We were very fortunate with the UI design adopted by Joel Holdsworth. The archetecture decided upon by him placed us in a very good position to confront the future. His reliance on vector graphics (lib Cairo) for the UI drawing routines has much to be recommended. He did this in anticipation of the future direction of GTK from which we were able to reap the rich rewards of a, more-or-less, painless upgrade. Unfortunately, this did have one negative effect: our custom-made timeline widget became inoperable — the protocol and interaction between widgets and the GTK framework had been changed by the GTK developers for version 3. This observation spurred Ichthyo to leave half-finished work at the player-to-engine connection for the time being, and to focus attention on the UI. Obviously, being no expert, yet familiar with UI programming in similar frameworks, such an endeavour would require some study and investigation, in order to be able to grasp how a client should use and extend the GTK framework.

It was no small feat to build the UI-Bus in our efforts towards building the UI connection, which is a message-based backbone to channel commands and data between the core and the GUI. However, this did introduce a distinction between local UI mechanics, to be implemented in the conventional manner via widgets, controllers and “signal” connections, and core editing concerns, which now involve sending command messages towards the core, which later responds asynchronously by deploying structure update messages. This required the formulation and definition of a generic UI element and its communication protocol, a means of forming, building and, finally, issuing commands, and a way to express, capture and later replay interface state changes. The heart of this was accomplished by adopting a generic means to express structural data and changes.

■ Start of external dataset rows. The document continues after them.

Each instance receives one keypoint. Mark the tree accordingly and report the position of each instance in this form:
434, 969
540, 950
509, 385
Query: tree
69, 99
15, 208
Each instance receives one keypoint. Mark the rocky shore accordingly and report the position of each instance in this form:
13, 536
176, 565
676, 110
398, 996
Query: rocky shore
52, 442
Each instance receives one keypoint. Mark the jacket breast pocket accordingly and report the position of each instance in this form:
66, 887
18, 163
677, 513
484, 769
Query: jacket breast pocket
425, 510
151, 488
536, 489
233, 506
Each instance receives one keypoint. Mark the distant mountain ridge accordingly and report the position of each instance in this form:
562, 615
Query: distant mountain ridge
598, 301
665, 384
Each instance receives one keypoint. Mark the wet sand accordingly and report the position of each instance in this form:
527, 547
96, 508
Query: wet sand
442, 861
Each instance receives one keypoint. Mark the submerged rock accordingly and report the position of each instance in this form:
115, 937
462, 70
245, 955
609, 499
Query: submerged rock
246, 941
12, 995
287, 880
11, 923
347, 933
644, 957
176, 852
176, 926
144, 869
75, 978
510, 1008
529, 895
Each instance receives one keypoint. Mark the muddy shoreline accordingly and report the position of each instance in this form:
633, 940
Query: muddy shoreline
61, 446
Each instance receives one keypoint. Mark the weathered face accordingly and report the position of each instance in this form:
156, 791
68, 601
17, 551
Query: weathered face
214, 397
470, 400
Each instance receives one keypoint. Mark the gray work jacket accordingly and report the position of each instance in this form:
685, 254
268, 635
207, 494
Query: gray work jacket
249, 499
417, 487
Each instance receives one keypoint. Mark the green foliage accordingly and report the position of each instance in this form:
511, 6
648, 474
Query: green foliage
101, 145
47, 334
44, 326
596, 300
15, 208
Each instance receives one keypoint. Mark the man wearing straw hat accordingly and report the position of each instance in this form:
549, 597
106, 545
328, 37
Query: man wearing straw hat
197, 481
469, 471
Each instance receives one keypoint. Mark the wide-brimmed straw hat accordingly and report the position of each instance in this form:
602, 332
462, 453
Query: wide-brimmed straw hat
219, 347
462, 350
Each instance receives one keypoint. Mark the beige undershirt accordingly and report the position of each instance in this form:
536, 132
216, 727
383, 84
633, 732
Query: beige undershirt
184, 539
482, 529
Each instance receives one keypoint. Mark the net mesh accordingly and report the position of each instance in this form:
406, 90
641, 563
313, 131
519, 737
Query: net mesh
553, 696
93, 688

After indulging in fundamental work on the “Timeline Display”, it recently became apparent that it was time to address the actual structure of a reshaped timeline display widget. This relies on the new canvas control which has been available since GTK-3 (Gtk::Layout), which allows us to combine custom drawing with embedded widgets placed on top of a scrollable “timeline canvas”. The new structure is now in the works. This will be entirely recursive, no longer relying on a “shadow model”, rather on a connection to the UI-Bus.